Local State and Environments

Lambda Expressions

OCaml and ML both use the operator fun or function to bind variables to an expression that is evaluated within it's own environment. My understanding is that in lisp this is done in what's known as a frame, and that collectively this linked list of frames constitutes the environment.

It's often said that Lambda expressions are simply anonymous functions, but this misses the important fact that every procedure has it's own local state. This is not true in Python, but in Ruby lambda eumulates this with some variation of the object Proc. The key here is to remember that let extends the environment it's used in.

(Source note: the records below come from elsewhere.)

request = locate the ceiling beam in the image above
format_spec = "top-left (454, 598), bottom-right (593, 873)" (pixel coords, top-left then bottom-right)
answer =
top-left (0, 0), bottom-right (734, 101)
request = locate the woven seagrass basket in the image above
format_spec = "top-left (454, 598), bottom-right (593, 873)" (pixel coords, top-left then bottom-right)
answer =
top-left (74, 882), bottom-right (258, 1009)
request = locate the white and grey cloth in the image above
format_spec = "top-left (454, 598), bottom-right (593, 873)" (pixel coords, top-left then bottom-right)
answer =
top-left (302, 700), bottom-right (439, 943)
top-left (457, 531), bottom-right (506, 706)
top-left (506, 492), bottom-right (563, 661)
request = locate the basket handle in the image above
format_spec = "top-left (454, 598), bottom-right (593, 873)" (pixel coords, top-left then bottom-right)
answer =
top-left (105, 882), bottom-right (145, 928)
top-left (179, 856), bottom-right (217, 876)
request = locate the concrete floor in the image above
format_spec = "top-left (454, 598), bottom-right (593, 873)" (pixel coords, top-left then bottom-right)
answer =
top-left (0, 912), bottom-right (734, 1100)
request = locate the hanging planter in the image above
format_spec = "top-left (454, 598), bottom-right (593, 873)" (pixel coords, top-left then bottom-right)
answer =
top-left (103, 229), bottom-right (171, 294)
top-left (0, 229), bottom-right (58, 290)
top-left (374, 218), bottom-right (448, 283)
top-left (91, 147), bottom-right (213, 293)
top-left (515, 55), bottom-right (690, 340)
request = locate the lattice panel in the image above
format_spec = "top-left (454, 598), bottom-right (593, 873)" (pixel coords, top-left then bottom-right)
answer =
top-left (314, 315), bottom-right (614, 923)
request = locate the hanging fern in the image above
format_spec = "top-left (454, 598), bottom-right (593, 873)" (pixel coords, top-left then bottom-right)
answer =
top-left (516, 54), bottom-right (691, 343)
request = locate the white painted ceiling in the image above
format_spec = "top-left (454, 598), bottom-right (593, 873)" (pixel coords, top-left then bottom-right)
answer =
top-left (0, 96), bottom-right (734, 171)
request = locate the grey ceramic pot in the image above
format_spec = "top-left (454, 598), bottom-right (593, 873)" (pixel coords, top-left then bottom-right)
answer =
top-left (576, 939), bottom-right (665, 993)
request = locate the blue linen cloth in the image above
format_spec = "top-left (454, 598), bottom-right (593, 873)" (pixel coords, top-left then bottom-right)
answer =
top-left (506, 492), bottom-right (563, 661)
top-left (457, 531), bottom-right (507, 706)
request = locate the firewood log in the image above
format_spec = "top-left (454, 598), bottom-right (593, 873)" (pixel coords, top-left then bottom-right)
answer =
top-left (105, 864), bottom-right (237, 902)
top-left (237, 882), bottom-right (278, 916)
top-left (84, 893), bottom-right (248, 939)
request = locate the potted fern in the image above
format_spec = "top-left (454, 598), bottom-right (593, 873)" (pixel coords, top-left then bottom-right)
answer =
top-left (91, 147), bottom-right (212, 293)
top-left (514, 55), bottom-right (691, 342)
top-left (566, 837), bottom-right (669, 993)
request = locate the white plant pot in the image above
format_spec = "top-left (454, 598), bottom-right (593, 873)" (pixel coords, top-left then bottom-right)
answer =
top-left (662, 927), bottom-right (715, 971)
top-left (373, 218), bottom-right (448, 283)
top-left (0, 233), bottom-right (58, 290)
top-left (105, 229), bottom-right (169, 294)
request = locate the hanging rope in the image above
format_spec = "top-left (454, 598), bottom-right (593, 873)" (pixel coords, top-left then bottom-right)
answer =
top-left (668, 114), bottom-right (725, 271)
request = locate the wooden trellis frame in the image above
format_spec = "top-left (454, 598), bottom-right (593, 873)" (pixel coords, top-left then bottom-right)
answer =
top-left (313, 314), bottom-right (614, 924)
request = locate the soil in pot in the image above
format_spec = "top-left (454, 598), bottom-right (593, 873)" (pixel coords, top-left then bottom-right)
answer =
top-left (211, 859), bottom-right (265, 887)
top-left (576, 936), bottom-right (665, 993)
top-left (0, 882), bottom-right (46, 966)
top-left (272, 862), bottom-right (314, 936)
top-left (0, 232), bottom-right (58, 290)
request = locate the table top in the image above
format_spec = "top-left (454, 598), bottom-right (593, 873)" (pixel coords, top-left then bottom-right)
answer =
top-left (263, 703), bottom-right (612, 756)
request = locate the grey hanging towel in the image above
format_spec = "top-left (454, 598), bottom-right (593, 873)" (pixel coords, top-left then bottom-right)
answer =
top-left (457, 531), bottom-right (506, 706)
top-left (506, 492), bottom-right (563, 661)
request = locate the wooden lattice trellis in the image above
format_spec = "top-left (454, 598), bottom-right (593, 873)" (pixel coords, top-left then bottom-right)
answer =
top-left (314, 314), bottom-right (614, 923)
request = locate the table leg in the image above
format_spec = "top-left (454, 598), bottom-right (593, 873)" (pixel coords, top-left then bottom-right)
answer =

Each procedure has it's own copy of the environment it was created in, and therefore hidden local state.

Mutable References

The ability to create mutable references opens up some interesting methods in combination with the implicit closures of an ML function.

let makecounter increment =
  let c = ref 0 in
    fun () -> c := !c + increment; !c

So makecounter takes an int and returns a fun, which is created by binding it to a local environment within a frame.

# let c1 = makecounter 1;;
val c1 : unit -> int = <fun>
# c1 () ;;
- : int = 1
# c1 () ;;
- : int = 2

# let c2 = makecounter 10;;
val c2 : unit -> int = <fun>
# c2 () ;;
- : int = 10
# c2 () ;;
- : int = 20

Here c1 and c2 both inherit from the environment they're created in, but they each have their own state.

No Subsequent Influence

Another way to demonstrate that every procedure is a closed system is to re-assign an unbound variable and see if it's still in scope.

# let x = 4 ;;

First note that let is immutable, and that the eager evaluation of OCaml is unambiguos.

# let f = x * 2;;
val f : int = 8

let didn't create a function named f, it bound an evalutated expression to the symbol called f. So we need to create a procedure to use.

#  let f = fun () -> x * 2;;
val f : unit -> int = <fun>

# f () ;;
- : int = 8
# let x = 5 ;;
val x : int = 5
# f () ;;
- : int = 8